ABC 11/06/14
DAVID GISTAU
Uno de los síntomas de la vulgaridad de nuestro tiempo es que, al oír la palabra anchoas, la gente piensa en el charlatán Revilla antes que en las que Carlos V se hacía llevar desde Santoña hasta su retiro en Yuste, donde se dio a la gula entre relojes, tropas de plomo y maestros cerveceros que le licuaban Flandes en una jarra. Mientras el Rey vive sus despedidas más sentimentales entre taurinos y militares, pienso en todas las cosas que son traspasadas al eslabón dinástico siguiente cuando, para un emperador, el de Mühlberg y el Saco, la llegada de las anchoas constituye un acontecimiento del que ser informado.

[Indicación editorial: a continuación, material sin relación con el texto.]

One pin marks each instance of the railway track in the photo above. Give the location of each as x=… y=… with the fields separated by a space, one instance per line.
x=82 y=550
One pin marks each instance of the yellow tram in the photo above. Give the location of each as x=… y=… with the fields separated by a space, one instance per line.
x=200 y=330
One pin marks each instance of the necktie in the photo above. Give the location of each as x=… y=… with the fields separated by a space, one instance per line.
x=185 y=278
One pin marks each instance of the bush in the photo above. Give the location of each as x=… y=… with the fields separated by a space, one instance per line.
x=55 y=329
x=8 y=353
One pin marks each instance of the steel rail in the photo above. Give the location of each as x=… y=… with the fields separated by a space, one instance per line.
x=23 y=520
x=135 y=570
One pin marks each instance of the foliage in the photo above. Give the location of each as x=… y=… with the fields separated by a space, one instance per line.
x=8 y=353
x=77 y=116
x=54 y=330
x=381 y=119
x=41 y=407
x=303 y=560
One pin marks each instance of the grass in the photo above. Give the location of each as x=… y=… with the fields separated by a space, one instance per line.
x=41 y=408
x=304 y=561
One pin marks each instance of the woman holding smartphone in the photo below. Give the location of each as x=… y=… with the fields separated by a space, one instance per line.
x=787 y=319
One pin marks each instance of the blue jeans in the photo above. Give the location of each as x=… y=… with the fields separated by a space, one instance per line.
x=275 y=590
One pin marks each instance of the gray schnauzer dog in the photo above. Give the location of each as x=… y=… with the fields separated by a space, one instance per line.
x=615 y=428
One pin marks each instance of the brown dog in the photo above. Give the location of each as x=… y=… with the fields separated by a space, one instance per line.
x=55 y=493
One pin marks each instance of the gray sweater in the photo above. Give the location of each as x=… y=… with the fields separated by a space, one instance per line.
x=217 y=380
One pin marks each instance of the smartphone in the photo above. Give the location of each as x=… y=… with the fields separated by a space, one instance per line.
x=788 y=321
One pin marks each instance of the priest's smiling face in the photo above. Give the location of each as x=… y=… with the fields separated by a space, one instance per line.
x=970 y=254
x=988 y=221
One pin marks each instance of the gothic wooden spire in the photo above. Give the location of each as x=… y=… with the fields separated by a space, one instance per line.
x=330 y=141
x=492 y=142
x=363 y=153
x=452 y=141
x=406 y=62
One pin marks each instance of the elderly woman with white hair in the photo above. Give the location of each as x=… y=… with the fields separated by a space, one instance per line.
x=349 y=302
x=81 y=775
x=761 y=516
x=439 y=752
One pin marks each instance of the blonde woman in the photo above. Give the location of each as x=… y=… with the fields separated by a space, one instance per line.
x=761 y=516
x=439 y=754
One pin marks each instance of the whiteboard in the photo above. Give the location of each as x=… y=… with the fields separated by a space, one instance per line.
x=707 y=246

Esto anida en la petición de un baño de masas –que una proclamación real no se conforme con parecer la sesión de investidura de un primer ministro– con el que obtener el brillo ornamental que suelen proporcionar los fastos nupciales y, por añadidura, reñir la calle al republicanismo. En realidad, más que una retórica de muchedumbres, más que una competición de legitimidades basada en cuántas personas se logra concentrar, de la proclamación a uno le interesa el discurso fundacional del reinado. Lo demás es atender a la galanura y el vestuario. Pero no deja de inspirar tristeza el modo en que el republicanismo, mientras permanece atascado en la anacrónica reducción ideológica con su jerga años treinta, avienta estos días la coacción demagógica de que «en un país en el que la gente se muere de hambre» (sic) el solo hecho de concebir un ceremonial de Estado supone una provocación. Qué deliciosa agitación jacobina, esta que nos sitúa a cinco minutos de que alguien reproche a Letizia, después de saber que no hay pan, responder: «Pues que les den pasteles».
Pedíamos un republicanismo que no fuera ideológico ni una revancha de la guerra. Pedíamos un republicanismo a la francesa. Pero no este, no el que consiste en una añoranza de la guillotina que jamás fue levantada en la Puerta del Sol.